Ella asiente como si aún esperase que diga algo más.

—Me alegro mucho.

—Y yo deseo casarme con el rey.

—Si desearais evitar este matrimonio, ahora que habéis visto al rey, podríais hacerlo —me dice en voz muy baja—. Ésta es vuestra oportunidad de escapar. Si él no os complace, podríais regresar a casa sana y salva, sin que nadie diga una sola palabra en vuestra contra. Yo podría ayudaros. Podría decirles que vos me habéis dicho que no estáis segura, que es posible que aún exista ese contrato anterior.

Aparto mis manos de las de ella. —No deseo escapar —digo con sencillez—. Éste es un gran honor para mí y para mi país, y para mí supone una enorme alegría.

Ella pone cara de escepticismo. —Es cierto —digo—. Anhelo ser la reina de Inglaterra, estoy empezando a amar este país y deseo vivir aquí.

—¿De veras?

—Sí, os lo aseguro por mi honor. —Titubeo un momento y después le revelo la razón más importante—: En mi casa no era muy feliz —digo en voz queda—. No estaba muy bien considerada ni me trataban como es debido.

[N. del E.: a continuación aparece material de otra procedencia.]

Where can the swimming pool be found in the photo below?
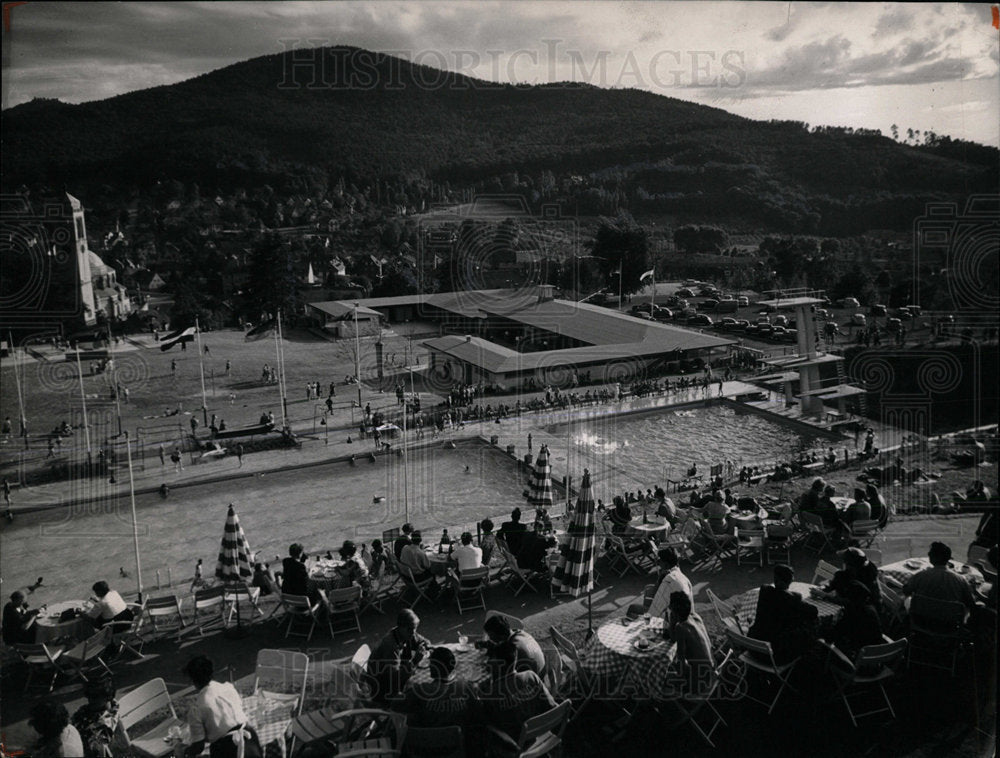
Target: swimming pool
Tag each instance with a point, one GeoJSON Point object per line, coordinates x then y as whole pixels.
{"type": "Point", "coordinates": [645, 449]}
{"type": "Point", "coordinates": [319, 506]}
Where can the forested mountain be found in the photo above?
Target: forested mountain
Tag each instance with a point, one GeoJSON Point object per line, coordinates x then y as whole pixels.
{"type": "Point", "coordinates": [363, 117]}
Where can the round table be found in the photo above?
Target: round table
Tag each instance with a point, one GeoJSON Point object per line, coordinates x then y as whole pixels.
{"type": "Point", "coordinates": [611, 652]}
{"type": "Point", "coordinates": [901, 571]}
{"type": "Point", "coordinates": [470, 664]}
{"type": "Point", "coordinates": [50, 628]}
{"type": "Point", "coordinates": [745, 605]}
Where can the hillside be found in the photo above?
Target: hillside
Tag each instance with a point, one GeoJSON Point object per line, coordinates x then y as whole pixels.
{"type": "Point", "coordinates": [362, 115]}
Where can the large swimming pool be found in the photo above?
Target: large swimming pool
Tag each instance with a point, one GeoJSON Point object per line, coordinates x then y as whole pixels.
{"type": "Point", "coordinates": [645, 449]}
{"type": "Point", "coordinates": [318, 506]}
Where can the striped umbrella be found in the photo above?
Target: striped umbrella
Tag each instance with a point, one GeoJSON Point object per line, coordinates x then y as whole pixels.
{"type": "Point", "coordinates": [234, 563]}
{"type": "Point", "coordinates": [540, 488]}
{"type": "Point", "coordinates": [575, 571]}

Aquí puedo ser alguien, puedo hacer el bien. En mi casa jamás seré más que una hermana no deseada.

Juana hace un gesto de asentimiento. Muchas mujeres saben lo que es representar un estorbo mientras los hombres llevan a cabo sus importantes asuntos prescindiendo de ellas. —Quiero tener una oportunidad —digo—. Quiero tener la oportunidad de ser la mujer que puedo ser. No la marioneta de mi hermano ni la hija de mi madre. Quiero quedarme aquí y convertirme en mí misma. Quiero ser una mujer libre.

Juana guarda silencio durante unos instantes. Yo misma me sorprendo de la profundidad de mi propio sentimiento. —Quiero ser una mujer por derecho propio —afirmo.

—Una reina no es libre —señala ella.

—Pero es mejor que la hermana rechazada de un duque.

—Muy bien —contesta ella con un hilo de voz.

—Supongo que el rey estará furioso con mis embajadores por haber olvidado esos papeles —digo.

—No me cabe la menor duda —me responde ella desviando los ojos—. Pero darán su palabra de que vos sois libre de casaros, y estoy segura de que todo seguirá adelante.

—¿No hay ninguna posibilidad de que se aplace la boda? —Yo misma me sorprendo de lo que siento. Estoy convencida de que puedo hacer mucho por este país, de que puedo ser una buena reina. Y deseo empezar en seguida.

—No —contesta Juana Bolena—. Los embajadores y el consejo del rey se encargarán de resolver esto. Estoy segura.

Callo unos momentos.

—¿Él desea casarse conmigo?

Juana Bolena sonríe y me toca la mano.

—Por supuesto que sí. Esto no es más que una pequeña dificultad. Los embajadores se encargarán de elaborar el documento y la boda seguirá su curso. Siempre que vos estéis segura de que ese documento existe.

—Existe —contesto, y no estoy diciendo otra cosa más que la verdad—. Puedo jurarlo.